One-Line Summary: GOAP is a planning technique borrowed from game AI where the agent searches a graph of available actions for a sequence whose preconditions and effects connect the current world state to a goal — used in modern harnesses as a structured alternative to free-form chain-of-thought planning.

Prerequisites: Plan-and-execute, ReAct pattern, agent state management

Status: Module 04 anchor concept — first draft. Authoring backlog: bespoke WalkthroughAHOGoalOrientedActionPlanning (A* search visualization with replanning) per the plan file.

What Is Goal-Oriented Action Planning?

GOAP comes from the games industry — F.E.A.R. (2005) is the canonical reference — where designers needed NPC behavior that looked plausible without hand-authoring every script. The trick: declare each action as a triple of (preconditions, effects, cost), declare the goal as a target world state, and let an A* search find the lowest-cost action sequence that produces it. Agents pick a plan that makes sense given what they can do and what they need to achieve, and they re-plan when reality diverges from the model.
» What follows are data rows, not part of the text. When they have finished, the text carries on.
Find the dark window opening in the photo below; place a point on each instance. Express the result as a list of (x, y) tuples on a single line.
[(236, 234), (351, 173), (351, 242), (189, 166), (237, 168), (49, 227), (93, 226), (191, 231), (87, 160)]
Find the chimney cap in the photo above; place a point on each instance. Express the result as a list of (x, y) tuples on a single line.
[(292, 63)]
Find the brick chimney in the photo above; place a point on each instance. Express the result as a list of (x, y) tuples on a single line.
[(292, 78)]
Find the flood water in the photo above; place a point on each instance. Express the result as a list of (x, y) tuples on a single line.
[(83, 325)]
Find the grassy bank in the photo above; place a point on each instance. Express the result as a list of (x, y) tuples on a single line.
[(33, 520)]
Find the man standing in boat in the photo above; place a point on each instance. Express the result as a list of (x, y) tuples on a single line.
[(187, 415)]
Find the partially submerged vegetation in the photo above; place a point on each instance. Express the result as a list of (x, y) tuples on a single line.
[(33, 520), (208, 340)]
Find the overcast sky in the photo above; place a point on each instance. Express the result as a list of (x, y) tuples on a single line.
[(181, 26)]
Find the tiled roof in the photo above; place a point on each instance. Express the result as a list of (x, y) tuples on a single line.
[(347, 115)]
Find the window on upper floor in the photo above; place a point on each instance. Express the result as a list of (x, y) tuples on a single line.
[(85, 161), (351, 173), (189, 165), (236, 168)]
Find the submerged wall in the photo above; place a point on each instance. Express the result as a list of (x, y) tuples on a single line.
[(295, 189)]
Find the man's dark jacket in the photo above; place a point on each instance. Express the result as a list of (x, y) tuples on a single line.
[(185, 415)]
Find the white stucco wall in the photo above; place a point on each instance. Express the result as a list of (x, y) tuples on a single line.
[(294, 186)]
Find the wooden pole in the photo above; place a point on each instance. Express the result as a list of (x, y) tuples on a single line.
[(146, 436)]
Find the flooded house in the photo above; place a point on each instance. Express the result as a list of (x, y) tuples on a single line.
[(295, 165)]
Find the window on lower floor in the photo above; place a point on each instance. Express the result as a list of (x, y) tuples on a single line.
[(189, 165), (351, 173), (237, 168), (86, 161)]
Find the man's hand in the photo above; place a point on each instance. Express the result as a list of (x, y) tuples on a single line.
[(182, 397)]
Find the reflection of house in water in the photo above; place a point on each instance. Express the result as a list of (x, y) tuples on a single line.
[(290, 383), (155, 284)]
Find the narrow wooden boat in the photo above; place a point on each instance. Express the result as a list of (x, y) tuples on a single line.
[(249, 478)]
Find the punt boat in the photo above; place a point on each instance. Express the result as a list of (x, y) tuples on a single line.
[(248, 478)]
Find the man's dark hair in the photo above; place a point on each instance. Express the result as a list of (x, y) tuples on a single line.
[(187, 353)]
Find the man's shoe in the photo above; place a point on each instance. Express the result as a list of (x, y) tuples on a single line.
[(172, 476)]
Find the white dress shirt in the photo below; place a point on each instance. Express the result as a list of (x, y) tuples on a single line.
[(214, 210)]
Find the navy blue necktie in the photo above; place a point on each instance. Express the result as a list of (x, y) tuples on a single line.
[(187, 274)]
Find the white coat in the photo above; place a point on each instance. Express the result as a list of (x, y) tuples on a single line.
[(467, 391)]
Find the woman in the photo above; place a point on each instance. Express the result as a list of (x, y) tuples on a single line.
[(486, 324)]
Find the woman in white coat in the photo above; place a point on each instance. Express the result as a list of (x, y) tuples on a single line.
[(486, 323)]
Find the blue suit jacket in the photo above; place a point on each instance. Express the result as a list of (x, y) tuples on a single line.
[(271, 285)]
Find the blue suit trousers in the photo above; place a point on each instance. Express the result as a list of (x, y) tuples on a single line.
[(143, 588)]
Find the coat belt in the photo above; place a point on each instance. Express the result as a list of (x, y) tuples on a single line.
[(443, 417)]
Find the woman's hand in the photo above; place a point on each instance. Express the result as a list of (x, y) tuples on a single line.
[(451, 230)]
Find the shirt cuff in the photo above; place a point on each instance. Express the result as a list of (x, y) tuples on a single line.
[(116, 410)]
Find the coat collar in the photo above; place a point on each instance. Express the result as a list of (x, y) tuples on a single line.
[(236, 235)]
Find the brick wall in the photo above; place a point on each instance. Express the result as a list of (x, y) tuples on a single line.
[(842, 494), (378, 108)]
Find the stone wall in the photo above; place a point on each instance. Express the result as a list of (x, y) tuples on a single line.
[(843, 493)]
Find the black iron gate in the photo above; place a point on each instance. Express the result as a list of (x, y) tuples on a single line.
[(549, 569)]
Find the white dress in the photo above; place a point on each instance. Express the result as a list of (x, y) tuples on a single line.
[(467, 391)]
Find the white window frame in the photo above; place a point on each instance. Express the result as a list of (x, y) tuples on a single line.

In a harness setting, GOAP recurs because LLM planning is unreliable in long horizons. A model can produce a 10-step plan that sounds coherent and silently violates a precondition halfway through. GOAP replaces the LLM-as-planner with structured search over a tool/skill graph that the LLM only contributes to (proposing actions, scoring states), not arbitrates alone.

How It Works

Each available tool or skill is annotated with preconditions (what must be true to use it) and effects (what becomes true after). A planner — typically A* — searches from the current world state to the goal state through this action graph. The result is a sequence of actions with verified preconditions. When execution diverges (a tool fails, a precondition is violated), the planner re-plans from the new state. Ruflo's ruflo-goals plugin is a production implementation of this pattern; LangGraph users frequently write equivalent logic by hand on top of StateGraph.

Why It Matters

Free-form planning by an LLM gets worse with horizon length. Structured planning over a typed action graph is bounded by the graph, not the model's attention, so it scales differently. The cost is upfront work: every tool needs precondition/effect annotations, which is exactly the kind of contract most agent codebases avoid writing.

How Harnesses & Frameworks Implement This

Harness / FrameworkGOAP supportMechanism
Claude CodeNone nativelyImplement as plugin
Claude Agent SDKNone nativelyCustom planner
rufloFirst-class — ruflo-goals pluginA* over annotated actions, adaptive replanning
LangGraphDIY — graph nodes can encode preconditionsUse conditional edges as guards
AutoGenNone nativelyCustom
CrewAISequential/hierarchical onlyN/A
OpenAI Agents SDKNone nativelyDIY
Codex CLIImplicit "plan mode" but not GOAPLLM-driven, not search
CursorNoneN/A

Connections to Other Concepts

  • a-star-planner-for-agents.md — The search algorithm at GOAP's core.
  • adaptive-replanning.md — How GOAP re-plans when reality diverges.
  • plan-rollback-and-checkpointing.md — Recovery when re-planning from a corrupted state.
  • plan-driven-vs-reactive-harnesses.md — Where GOAP-style planning sits on the spectrum.
  • ../../multi-skill-agent/05-task-decomposition-and-planning/plan-and-execute.md — Foundational coverage.

Further Reading

  • Jeff Orkin, "Three States and a Plan: The A.I. of F.E.A.R." (2006) — The original GOAP paper from games.
  • ruvnet, ruflo-goals documentation — Modern GOAP applied to agents.